A polêmica começa quando a história representada na ficção se aproxima da realidade. O filme baseia-se em um best-seller homônimo de John Le Carré que, segundo reportagem da Agência Aids de Notícias, teria sido inspirado em um caso real acontecido na Nigéria há quatro anos, quando o laboratório Abbott testou um medicamento sem o conhecimento das pessoas que o estavam utilizando. Os usuários do remédio apresentaram problemas nas pernas e a empresa estaria sendo processada até hoje. A matéria conta ainda que essa informação partira do próprio diretor Fernando Meirelles. No final, a agência publica nota em que o laboratório Abbott desmente "veementemente a informação de que o livro/filme ‘The Constant Gardener’ (O Jardineiro Fiel) tenha sido inspirado em um caso real envolvendo a empresa" e solicita que, "pela sua gravidade, seja corrigida o mais rápido possível, pois a empresa sempre norteou suas ações pela ética e responsabilidade".

Essa é a questão que permeia todo o debate a respeito da atuação da indústria farmacêutica em países do terceiro mundo, principalmente nos africanos. Ao acreditar que situações como a representada pelo filme realmente acontecem, estaríamos dando crédito a simplistas e maniqueístas teorias da conspiração? Por outro lado, aceitar passivamente a palavra dos grandes laboratórios e acreditar que suas práticas seguem uma conduta exemplar não seria inocência demais? Nesse ponto nos deparamos com um sério problema: a falta de informação.

A cobertura midiática, tanto nacional quanto internacional, a respeito de temas relacionados ao continente africano ainda é muito escassa. Priorizam-se as notícias que interessam ao primeiro mundo. Exploram-se à exaustão os conflitos no Oriente Médio, a guerra no Iraque e tudo o que diga respeito às grandes potências mundiais, os centros de decisão do globo. Tragédias sociais, políticas e econômicas ocorrem todos os dias no continente africano, guerras civis já duram anos em diversos países, mas são renegadas ao segundo plano pela imprensa. Como assumir uma posição segura diante daquilo que não conhecemos? A escassez de informações dificulta muito a formação de opinião e a tomada de decisões.

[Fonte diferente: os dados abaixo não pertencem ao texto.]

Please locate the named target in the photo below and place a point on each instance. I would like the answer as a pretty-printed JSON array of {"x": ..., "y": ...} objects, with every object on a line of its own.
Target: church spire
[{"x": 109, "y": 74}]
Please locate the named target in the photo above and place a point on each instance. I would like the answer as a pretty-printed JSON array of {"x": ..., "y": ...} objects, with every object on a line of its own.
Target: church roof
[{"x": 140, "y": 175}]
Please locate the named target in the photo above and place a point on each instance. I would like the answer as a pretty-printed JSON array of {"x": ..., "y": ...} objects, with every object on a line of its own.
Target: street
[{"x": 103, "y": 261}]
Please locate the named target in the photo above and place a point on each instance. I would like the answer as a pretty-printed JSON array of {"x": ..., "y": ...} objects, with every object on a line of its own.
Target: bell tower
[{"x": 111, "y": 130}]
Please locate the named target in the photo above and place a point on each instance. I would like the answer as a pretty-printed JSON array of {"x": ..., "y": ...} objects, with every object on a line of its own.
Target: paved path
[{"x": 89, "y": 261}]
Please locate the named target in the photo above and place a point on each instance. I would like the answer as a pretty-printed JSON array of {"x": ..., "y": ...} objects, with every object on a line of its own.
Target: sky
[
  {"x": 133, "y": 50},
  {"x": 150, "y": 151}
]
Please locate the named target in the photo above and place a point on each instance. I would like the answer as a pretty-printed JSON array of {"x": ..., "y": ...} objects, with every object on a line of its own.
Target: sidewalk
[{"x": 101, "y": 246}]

Por isso, o debate em torno de temas que dizem respeito à África geralmente fica submetido a uma atmosfera cheia de informações duvidosas, palavras de uns contra palavras de outros, e abstrações. Não é diferente no caso da conduta ética da indústria farmacêutica em pesquisas. Foi necessário que um filme levantasse a questão para que o tema viesse à tona no Brasil e um número modesto, porém maior, de informações e opiniões começasse a circular principalmente na internet. Mas, então, em quem acreditar?


Há, sim, muitas empresas que se preocupam com o respeito à dignidade humana em suas pesquisas e, até mesmo, beneficiam muitas pessoas em sua atuação. Entretanto, não se pode fechar os olhos para o fato de que nem todas agem assim. Em meio à já referida falta de informações predominante na imprensa, pode-se encontrar, com algum esforço, notícias que ampliam esse horizonte.

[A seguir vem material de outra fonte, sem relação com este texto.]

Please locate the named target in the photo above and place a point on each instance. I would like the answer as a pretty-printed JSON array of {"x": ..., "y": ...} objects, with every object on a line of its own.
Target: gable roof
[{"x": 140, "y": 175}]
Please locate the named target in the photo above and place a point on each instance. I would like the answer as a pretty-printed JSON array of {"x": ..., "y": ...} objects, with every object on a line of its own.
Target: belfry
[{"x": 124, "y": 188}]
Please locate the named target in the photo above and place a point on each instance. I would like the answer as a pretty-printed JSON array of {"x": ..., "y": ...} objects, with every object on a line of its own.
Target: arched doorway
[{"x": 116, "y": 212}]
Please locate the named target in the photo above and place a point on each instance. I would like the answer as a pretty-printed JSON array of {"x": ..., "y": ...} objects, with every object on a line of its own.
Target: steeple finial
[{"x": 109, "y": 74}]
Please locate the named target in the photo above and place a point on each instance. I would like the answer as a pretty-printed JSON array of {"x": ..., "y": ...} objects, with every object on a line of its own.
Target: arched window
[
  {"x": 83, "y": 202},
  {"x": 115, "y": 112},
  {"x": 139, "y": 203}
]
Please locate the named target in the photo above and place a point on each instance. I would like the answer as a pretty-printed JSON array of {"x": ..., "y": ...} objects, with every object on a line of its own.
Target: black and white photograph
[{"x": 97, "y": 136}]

É o caso de reportagem publicada no site do Institute of Science in Society (Instituto de Ciência na Sociedade) em 01 de julho de 2005. A matéria relata irregularidades em testes realizados desde 1997 com Neverapine – medicamento que visa à diminuição das taxas de transmissão do vírus HIV de mãe para filho – em mulheres grávidas de Uganda, levando 14 à morte. Segundo a reportagem, o governo sul-africano reagiu ao fato acusando oficiais americanos de tratar os africanos como “porquinhos da índia” e o ativista de direitos civis dos negros Jesse Jackson afirmou que “padrões de pesquisa e qualidades de drogas que são inaceitáveis nos EUA e em outros países ocidentais nunca devem ser empurrados para a África”.

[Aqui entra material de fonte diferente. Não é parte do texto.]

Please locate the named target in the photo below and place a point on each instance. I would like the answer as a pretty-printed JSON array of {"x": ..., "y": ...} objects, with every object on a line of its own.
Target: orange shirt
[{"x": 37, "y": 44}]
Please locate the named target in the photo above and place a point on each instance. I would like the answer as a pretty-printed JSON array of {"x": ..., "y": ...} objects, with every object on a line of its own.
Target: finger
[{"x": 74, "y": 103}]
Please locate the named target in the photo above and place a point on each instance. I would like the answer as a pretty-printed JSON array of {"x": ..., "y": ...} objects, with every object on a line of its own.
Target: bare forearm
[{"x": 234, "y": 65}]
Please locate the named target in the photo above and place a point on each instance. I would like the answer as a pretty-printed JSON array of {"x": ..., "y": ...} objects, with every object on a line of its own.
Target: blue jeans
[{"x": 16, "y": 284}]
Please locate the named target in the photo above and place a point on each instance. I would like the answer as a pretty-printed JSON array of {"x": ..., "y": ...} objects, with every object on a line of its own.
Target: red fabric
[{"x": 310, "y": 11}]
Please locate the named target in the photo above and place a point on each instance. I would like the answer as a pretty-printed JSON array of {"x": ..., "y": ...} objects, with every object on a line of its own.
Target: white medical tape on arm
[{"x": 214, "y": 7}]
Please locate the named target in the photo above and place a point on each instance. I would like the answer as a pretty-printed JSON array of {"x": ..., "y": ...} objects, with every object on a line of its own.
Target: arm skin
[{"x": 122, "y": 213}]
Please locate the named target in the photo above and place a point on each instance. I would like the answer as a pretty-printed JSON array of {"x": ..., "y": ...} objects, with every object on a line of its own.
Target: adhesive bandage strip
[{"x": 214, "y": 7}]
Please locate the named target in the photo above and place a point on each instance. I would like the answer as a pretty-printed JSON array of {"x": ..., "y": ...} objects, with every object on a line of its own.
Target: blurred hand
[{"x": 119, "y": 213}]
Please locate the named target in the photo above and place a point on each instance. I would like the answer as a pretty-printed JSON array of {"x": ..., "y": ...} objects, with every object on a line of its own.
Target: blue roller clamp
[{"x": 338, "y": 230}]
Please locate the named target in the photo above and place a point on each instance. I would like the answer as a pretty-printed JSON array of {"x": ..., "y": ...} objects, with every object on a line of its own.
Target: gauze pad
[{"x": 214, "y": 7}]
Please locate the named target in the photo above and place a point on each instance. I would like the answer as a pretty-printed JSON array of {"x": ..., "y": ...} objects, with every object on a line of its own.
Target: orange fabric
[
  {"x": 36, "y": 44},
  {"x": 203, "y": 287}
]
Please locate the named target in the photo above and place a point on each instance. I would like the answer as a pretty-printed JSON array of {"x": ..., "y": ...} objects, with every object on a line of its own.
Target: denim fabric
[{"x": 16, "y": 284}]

Questões como essa, que abarcam capital, indústria e direitos humanos, são muito complexas e envolvem inúmeros interesses por todos os lados. É muito positivo que um filme comercial como O Jardineiro Fiel tenha trazido-a à tona. Cabe a nós refletir, tomar uma posição e agir em prol das mudanças necessárias. Não se trata de condenar indiscriminadamente toda a indústria farmacêutica, mas tomar atitudes severas diante daquelas empresas que, onde encontram brechas, agem fora da lei maior, a lei da vida."